Everaldo, na posição de atacante ao longo de toda a carreira, apresenta perfil mais centrado na área: 8 gols e 3 assistências em 37 jogos. A proporção gol/assistência (2,67 para 1) aponta para um jogador que prioriza a finalização sobre a criação — função clássica de centroavante referência.
Taticamente, os dois não se excluem: em sistemas de 4-3-3 ou 4-2-3-1, Nuno funcionaria como atacante de corredor ou meia avançado; Everaldo, como nove fixo. São funções complementares, não concorrentes diretos na prancheta — o que torna a comparação mais de mercado do que de encaixe tático.
Os números frente a frente
| Dimensão | Nuno Moreira | Everaldo |
|---|---|---|
| Idade | 27 anos | 35 anos |
| Posição | Atacante / Ponta | Atacante |
| Jogos (2026) | 36 | 37 |
| Gols (2026) | 7 | 8 |
| Assistências (2026) | 5 | 3 |
| Valor de mercado | €6,00 milhões | €350 mil |
| Minutos jogados | 2.577 | Não informado |
A tabela deixa visível o paradoxo central: Everaldo produz números brutos ligeiramente superiores em gols, mas com uma avaliação de mercado 17 vezes menor que a de Nuno. Isso não é ineficiência de mercado — é reflexo de horizonte de carreira, janela contratual e potencial de revenda.
Valor de mercado e potencial
Nuno Moreira, 27 anos, está avaliado em €6,00 milhões pelo Transfermarkt. Com passaporte europeu e contrato no Brasil, seu perfil é de atleta exportável — qualquer clube português, espanhol ou belga pode contratá-lo sem cota de estrangeiro. O custo de intermediação nesse tipo de operação costuma ficar entre 8% e 12% do valor da transferência, o que, em uma negociação hipotética de €5 milhões, representaria entre €400 mil e €600 mil em luvas e comissões de agente.
O ROI esperado para o Vasco nesse cenário é positivo: um jogador com 12 participações em gols em uma temporada completa, 27 anos e valor de mercado em patamar relevante é ativo com potencial de valorização — especialmente se os números se mantiverem na segunda metade da temporada.
Everaldo, 35 anos, vale €350 mil. A janela de carreira em alto nível é curta — dois, no máximo três anos. Seu valor para o Bahia é operacional: entrega resultado imediato, baixo custo de aquisição, salário compatível com o perfil de clube nordestino. Não há perspectiva de revenda com lucro; a lógica é outra — rendimento por custo baixo enquanto as pernas aguentam.
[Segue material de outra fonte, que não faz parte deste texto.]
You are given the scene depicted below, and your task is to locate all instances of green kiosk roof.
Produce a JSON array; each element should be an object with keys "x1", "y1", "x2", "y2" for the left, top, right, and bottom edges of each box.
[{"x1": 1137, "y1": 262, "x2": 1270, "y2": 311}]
Em termos de custo por gol desta temporada: Everaldo entrega cada gol a um custo de mercado proporcional de €43,75 mil por gol (€350 mil ÷ 8). Nuno sai a €857 mil por gol (€6 milhões ÷ 7). A eficiência de custo imediato favorece Everaldo de forma esmagadora — mas esse cálculo ignora janela de tempo e potencial de revenda, que são os drivers reais de decisão de contratação.
O veredicto
Quem está em melhor momento agora? Everaldo, por margem pequena em gols. Quem representa melhor investimento para os próximos três a cinco anos? Nuno Moreira, sem ambiguidade — idade, valor de mercado, passaporte europeu e perfil tático versátil constroem um ativo com janela longa de valorização. O Vasco tem nas mãos um jogador que pode ser negociado por múltiplas vezes o custo de manutenção; o Bahia tem um veterano eficiente que cumpre função imediata sem retorno de revenda. São apostas diferentes, para horizontes diferentes — e o mercado já precificou isso nos €5,65 milhões de diferença entre as avaliações. É o mesmo cenário que o Fluminense viveu em 2019 com Germán Cano antes de ele chegar ao Brasil — clube apostando num veterano para resultado imediato enquanto jovens com perfil exportável ficavam na sombra. Só que agora a aposta de longo prazo já tem nome e número de camisa: 17, Nuno Moreira, São Januário.